7 Steps to Project Implementation Success

Once you know how to gather requirements and create a good design, the next phase is the implementation phase of the project. It is here that the things a person does and does not do and what he manages and what he does not decide the success or failure of the project. Here is a 7 step program that will lead you to project success.

Here is a Seven Step Guide to implement projects and programs successfully.


1. Determine Key Environmental changes

Take a good look at the big picture, the context in which the project is being executed. Is the deliverable time critical? What are the risks associated with this project? Read the article “Risk Management Reduces Project Fires” for a more detailed look at risks. What are the drivers, which mandate the completion of this project?

What is the market context in which the project executes? Is there any anticipated change in the external environment by the time the project completes? Will these changes affect the project output favorably? How would the project deliverable enhance life for the customer? What are the explicit and implicit expectations of the customer from the product or service? Read the article “5 Steps to Better Manage Your Customers’ Expectations“.


2. Access the target audience

Who will benefit from the product that you will create in your project? Who needs the enhanced features that you plan to add to your project? Is the project output to be consumed or used by the person requesting for the project? Or does he have an end user in mind? Get a clear picture of the scenarios in which the project output will be used.

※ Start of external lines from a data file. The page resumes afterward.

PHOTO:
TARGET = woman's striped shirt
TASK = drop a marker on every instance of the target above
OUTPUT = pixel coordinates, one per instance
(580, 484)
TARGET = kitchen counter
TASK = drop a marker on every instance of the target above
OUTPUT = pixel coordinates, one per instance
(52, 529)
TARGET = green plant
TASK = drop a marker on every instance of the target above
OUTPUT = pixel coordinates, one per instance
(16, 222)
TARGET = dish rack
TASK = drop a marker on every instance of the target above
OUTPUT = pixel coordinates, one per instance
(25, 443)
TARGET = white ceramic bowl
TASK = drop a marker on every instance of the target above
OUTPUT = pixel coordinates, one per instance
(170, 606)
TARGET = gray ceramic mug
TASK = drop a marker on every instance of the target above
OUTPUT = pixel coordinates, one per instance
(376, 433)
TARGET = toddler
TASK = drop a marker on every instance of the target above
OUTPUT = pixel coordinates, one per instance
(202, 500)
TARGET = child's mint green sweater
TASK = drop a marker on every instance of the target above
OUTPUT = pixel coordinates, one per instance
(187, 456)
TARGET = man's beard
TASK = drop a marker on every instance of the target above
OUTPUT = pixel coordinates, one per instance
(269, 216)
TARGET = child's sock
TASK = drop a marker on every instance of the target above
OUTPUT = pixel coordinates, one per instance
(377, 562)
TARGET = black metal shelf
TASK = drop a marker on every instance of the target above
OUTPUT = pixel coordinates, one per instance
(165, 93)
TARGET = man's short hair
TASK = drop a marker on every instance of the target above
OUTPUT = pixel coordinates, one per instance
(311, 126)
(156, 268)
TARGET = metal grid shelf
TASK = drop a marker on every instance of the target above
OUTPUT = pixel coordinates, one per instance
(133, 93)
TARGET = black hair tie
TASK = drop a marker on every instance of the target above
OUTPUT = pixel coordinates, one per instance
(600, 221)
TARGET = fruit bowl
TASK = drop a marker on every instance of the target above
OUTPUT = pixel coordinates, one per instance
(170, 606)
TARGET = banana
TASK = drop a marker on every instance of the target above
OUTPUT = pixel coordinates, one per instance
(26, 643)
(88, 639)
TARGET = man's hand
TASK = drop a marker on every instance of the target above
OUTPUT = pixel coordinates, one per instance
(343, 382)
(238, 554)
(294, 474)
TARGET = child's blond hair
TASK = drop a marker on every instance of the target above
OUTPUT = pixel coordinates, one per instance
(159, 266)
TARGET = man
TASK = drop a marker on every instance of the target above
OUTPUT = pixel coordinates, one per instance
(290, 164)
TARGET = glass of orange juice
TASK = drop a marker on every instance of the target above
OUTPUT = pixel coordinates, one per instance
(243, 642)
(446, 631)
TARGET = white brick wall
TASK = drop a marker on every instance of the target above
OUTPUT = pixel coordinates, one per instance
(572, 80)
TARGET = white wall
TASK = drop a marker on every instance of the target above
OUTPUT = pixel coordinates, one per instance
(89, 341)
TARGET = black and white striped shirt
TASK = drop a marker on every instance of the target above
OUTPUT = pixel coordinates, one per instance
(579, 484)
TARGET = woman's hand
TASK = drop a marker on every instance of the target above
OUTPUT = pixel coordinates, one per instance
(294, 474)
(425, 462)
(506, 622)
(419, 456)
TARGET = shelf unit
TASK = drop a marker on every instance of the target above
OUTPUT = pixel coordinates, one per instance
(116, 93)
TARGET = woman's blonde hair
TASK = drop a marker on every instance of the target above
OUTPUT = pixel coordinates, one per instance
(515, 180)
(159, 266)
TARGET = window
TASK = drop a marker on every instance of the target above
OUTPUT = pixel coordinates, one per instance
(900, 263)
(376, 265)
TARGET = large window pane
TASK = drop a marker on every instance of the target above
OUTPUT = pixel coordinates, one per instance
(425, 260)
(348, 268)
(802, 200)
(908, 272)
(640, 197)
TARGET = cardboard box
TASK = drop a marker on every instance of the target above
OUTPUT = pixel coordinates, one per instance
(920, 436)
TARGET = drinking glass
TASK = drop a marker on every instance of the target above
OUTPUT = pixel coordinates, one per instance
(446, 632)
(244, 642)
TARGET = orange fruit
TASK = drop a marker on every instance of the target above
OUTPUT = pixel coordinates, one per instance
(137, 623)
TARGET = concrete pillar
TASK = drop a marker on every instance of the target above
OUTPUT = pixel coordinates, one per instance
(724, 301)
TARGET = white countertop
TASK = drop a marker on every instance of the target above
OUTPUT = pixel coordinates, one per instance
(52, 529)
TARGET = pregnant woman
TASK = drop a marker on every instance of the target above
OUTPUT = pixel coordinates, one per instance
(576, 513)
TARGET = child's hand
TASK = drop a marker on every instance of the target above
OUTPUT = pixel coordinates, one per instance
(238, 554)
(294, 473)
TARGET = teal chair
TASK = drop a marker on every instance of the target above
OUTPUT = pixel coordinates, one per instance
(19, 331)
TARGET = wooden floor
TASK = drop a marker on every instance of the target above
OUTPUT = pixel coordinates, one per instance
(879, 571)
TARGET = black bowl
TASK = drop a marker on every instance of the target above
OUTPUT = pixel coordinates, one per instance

Read articles “10 Tips to Gather Business Requirements” and “5 Keys to Better System/Software Design” for tips on defining your target audience for the project deliverable.


3. Form key partnerships

Project Management definition:

“The exercise of responsibility and decision-making about a project, the authority to execute within the boundaries of the project, and the accountability to deliver the results of a project in the context of agreed-upon customer expectations, commitments and constraints.” ~ Mark Mullaly.

Sometimes the manager of the project is not given the authority to take decisions; he is asked to consult his boss for approval. At other times his role and accountability boundaries is not well defined. In such cases, there should be a good buy-in from all those connected with the project.

These are the key partnerships:

  • customer — project lead,
  • customer company — company executing the project,
  • project lead — team members,
  • project lead — peer groups,
  • project team — support team.

The people who need to interact with each other, when and even maybe the format of the reports that need to be exchanged should be defined up front so that progress is tracked, project risks mitigated, issues handled in a timely manner. Very often it is this lack of well-defined communication channels that irritates and confuses the customer, team members and the project lead as the project progresses.


4. Set measurable goals

Goals should be defined in quantitative terms. The metrics that will measure how much of the goal is achieved should be defined at the start of the project. Re-look at these just after the design phase of the project. It is a good practice to define a set of goals for delight and a separate set of goals for satisfying the customer. Mandatory and optional goals with priority also help the project team concentrate and focus on the essentials.


5. Select tools

Often collaboration software help the project get completed faster, with better quality. Some tools have a cost associated with their usage: cost of software notwithstanding, there may exist training costs, learning curve, costs of mistakes while using the tool wrongly etc. All these need to be taken into consideration when deciding the tools that will be used in the project.


6. Implement program

A successful Project Manager must simultaneously manage the four basic elements of a project: resources (equipment, manpower), time and schedule, money and costs, and project scope. Refer article “Project Management Definitions” for further details.


7. Monitor metrics

Periodically keep track of the project progress, manage the risks. Also remember to manage the explicit and implicit expectations of the customer. Measure the metrics. Evaluate whether you are meeting your goals. Are you nearer delighting the customer or driving him mad? What does your customer say? Be ready to listen and adapt your processes and project methodologies to satisfy and delight your customer. To measure the efficiency of all your project changes use post implementation review template.